Verkeersdelict met dodelijke afloop door achteruitrijden met bedrijfsauto

In deze zaak heeft het Gerechtshof Arnhem-Leeuwarden op 16 februari 2022 uitspraak gedaan in hoger beroep tegen een vonnis van de kantonrechter in de rechtbank Noord-Nederland. De verdachte, geboren in 1968, heeft tijdens het achteruitrijden met zijn bedrijfsauto een persoon aangereden, wat resulteerde in de dood van het slachtoffer. Het hof oordeelt dat de verdachte tekort is geschoten in zijn zorgplicht tijdens deze bijzondere verrichting. De rechtbank had de verdachte vrijgesproken, maar het hof vernietigt dit vonnis en komt tot een andere bewijsbeslissing. Het hof acht het tenlastegelegde feit wettig en overtuigend bewezen, namelijk de overtreding van artikel 5 van de Wegenverkeerswet 1994, die gevaar op de weg strafbaar stelt.

De verdachte is veroordeeld tot een geldboete van € 500,-, subsidiair tien dagen hechtenis, waarvan € 250,- voorwaardelijk met een proeftijd van één jaar. Daarnaast is hem een voorwaardelijke ontzegging van de rijbevoegdheid opgelegd voor de duur van één maand, eveneens met een proeftijd van één jaar. Het hof heeft bij de strafoplegging rekening gehouden met de ernst van het feit en de gevolgen voor de nabestaanden van het slachtoffer.

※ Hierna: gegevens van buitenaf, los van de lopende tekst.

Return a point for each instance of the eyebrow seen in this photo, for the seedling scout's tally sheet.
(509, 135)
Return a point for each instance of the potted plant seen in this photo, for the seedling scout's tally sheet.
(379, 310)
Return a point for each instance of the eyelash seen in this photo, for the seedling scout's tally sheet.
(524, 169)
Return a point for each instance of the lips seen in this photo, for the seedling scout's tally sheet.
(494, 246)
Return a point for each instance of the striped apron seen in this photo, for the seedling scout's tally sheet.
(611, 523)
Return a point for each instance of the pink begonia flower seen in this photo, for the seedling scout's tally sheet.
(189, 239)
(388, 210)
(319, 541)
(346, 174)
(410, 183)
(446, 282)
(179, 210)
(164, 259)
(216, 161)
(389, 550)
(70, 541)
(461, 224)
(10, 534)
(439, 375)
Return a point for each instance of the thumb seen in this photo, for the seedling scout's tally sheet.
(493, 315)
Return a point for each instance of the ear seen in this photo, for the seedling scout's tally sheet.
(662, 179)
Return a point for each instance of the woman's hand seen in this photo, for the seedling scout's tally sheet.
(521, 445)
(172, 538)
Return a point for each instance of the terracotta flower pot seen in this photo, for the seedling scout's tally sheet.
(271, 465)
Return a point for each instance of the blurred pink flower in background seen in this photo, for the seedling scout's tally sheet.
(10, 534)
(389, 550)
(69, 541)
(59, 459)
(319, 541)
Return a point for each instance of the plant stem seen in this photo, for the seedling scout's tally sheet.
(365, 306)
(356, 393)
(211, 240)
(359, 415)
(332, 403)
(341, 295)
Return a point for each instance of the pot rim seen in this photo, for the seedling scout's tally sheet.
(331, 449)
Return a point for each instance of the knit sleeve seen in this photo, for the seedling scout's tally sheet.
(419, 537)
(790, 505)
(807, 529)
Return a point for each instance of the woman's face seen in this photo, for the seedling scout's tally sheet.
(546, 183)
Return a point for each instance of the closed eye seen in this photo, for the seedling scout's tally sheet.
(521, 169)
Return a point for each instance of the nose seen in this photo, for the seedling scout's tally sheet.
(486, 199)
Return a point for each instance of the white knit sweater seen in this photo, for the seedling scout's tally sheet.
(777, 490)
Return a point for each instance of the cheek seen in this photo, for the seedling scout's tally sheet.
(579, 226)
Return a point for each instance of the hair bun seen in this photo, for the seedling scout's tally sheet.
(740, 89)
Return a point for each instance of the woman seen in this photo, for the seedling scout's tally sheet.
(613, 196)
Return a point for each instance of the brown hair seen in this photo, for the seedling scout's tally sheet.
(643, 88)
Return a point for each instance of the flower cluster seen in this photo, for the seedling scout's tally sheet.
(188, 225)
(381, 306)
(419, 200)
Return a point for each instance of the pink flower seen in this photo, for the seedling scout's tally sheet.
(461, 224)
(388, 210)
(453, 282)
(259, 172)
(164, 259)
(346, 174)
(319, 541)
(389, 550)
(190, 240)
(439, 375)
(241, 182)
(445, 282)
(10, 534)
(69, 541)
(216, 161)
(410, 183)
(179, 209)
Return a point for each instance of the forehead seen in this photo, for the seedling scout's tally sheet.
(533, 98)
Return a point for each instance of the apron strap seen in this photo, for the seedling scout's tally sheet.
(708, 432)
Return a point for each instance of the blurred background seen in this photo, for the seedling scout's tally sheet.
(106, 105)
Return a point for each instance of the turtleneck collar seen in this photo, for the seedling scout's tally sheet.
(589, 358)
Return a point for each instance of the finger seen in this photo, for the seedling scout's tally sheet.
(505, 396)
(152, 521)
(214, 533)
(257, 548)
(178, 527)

De verdachte had geen eerdere strafbare feiten op zijn naam staan, wat in zijn voordeel heeft meegewogen in de beslissing van het hof.

Uitspraak

Afdeling strafrecht
Parketnummer: 21-002028-21
Uitspraak d.d.: 16 februari 2022
TEGENSPRAAK
Verkort arrestvan de meervoudige kamer voor strafzaken van het gerechtshof Arnhem-Leeuwarden, zittingsplaats Leeuwarden,
gewezen op het hoger beroep, ingesteld tegen het vonnis van de kantonrechter in de rechtbank Noord-Nederland (locatie Groningen) van 23 april 2021 met parketnummer 18-202513-20 in de strafzaak tegen

[verdachte] ,

geboren te [geboorteplaats] op [geboortedatum] 1968,
wonende te [woonplaats] .

Het hoger beroep

De officier van justitie heeft tegen het hiervoor genoemde vonnis hoger beroep ingesteld.

Onderzoek van de zaak

Dit arrest is gewezen naar aanleiding van het onderzoek op de terechtzitting van het hof van 2 februari 2022 en, overeenkomstig het bepaalde bij artikel 422 van het Wetboek van Strafvordering, het onderzoek op de terechtzitting in eerste aanleg.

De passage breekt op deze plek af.